特に想定していたズレはないようだ。順調である。
……否、まだだ。どこで記憶とズレていくかは経過観察をやっていくしかない。
先日の橋の上の一件は、確かに私の落度だ。
本来ならまだ面識のない山本武と三浦ハルを会わせてしまった。当初の予定なら彼らは勉強会で顔合わせをする予定なのだ。私があの場にとどまった故に起きたズレならどうしよう。
怖くて、その場は逃げてしまった。
しかし、逃げてはダメなんだ。彼らを生かすには、ここが今から正念場だ。】
10年前の入江正一の行方を見届けた紫乃は、沢田綱吉の家から帰る途中、並盛川の河原を通った。
日もすっかり落ち、西の空にまだ僅かに滲んでいた。濃紺の空には一番星が輝いて見える頃に、紫乃はなんとなく河原に足を向けた。
いないだろうとは思っていたが、夜の陰影がゆっくりと落ち始める河原一帯に、男の姿を見つけた。

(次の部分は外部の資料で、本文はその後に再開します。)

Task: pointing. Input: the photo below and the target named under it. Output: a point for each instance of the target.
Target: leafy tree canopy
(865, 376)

まだ遠くからでもその顔を認識できる時間帯に河原で自主練をしていたその男を、紫乃はしばらくひっそりと見守った。
練習が落ち着き、バッドを下ろしたところに河川敷を見下ろす紫乃を見つけて、山本武が手を振り上げるのが見えた。
「伊波〜!」
どうして彼はこうも自分のことを見つけるのが得意なのだろうと、甚だ可笑しかった。ただのクラスメイトの紫乃をこうも付け回す男は、したたかでお人好しな性格なのだろうと思った。

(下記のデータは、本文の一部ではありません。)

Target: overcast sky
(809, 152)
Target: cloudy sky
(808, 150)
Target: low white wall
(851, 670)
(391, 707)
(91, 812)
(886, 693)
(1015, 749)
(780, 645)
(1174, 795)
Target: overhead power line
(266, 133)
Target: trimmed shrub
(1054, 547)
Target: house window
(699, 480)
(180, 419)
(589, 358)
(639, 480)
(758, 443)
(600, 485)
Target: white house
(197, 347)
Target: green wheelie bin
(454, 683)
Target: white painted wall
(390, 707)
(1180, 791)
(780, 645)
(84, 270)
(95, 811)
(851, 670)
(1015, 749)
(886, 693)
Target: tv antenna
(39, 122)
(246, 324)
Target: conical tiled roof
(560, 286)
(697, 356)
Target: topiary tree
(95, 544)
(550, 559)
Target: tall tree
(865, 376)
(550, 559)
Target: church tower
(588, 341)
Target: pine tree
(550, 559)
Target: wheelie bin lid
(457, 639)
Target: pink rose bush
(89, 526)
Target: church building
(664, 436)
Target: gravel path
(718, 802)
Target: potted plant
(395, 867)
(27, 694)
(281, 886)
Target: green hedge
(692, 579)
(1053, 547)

河川敷にいる山本武とある程度の距離を置いたまま、紫乃は並盛川の水面まで響くよう少し声を張って言った。
「私の不安の種は、君が野球に打ち込めなくなることだ。私が今まで無作為に言い放った発言が、君を傷つけてしまったなら謝りたいと思う。だから……」
どうかもう私のことなんて忘れてしまってくれ、という願いで紫乃は深く頭を下げた。
自分の存在が、この世界を掻き乱すようなことがあってはならない、それを重々に承知していた。

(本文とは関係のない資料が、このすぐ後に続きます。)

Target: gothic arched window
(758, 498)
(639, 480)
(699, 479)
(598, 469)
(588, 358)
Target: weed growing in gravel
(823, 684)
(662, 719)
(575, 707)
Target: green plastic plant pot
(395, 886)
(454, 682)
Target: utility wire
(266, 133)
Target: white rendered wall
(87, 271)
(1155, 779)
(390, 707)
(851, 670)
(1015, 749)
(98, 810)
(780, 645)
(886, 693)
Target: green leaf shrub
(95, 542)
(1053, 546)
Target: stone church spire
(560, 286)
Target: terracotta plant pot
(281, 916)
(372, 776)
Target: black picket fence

河原の草むらの地を踏みしめる紫乃に、大きな影が被さる。気づくと山本武が目の前まで歩み寄っていた。
そして、紫乃にそれを差し出す。
「んっ」
「……何?」
目の前に飛び込んできた使い古しのグローブを見て、紫乃はジトリと山本武を睨み上げた。
「お詫びっつうんなら、相手してくれよ。そしたらお互いなあなあってことで」
そう言って、山本武はニカッと白い歯を見せた。
こんな腑抜けな相手に真面目になっていた自分が、なんだか馬鹿馬鹿しいと思えた。
グローブと山本武をそれぞれ一瞥して、水面に浮かぶ月が微笑む頃、紫乃は答えを出した。
「……やっぱり、君に許してもらわなくてもいい」
「んだよそれー」
二度目の誘いもあっさりフラれてしまった山本武だが、やはりそんなところが紫乃らしいと微笑むのであった。
「またな、伊波」
後ろから、その声に見送られた。どこまでも水面を伝って響き渡ってきそうなその別れ際の言葉を、紫乃は噛み締めた。
【情けない。
あの夜、山本武の胸に委ねるしかなかった。
私は、弱い。こんな自分が情けなくて仕方ない。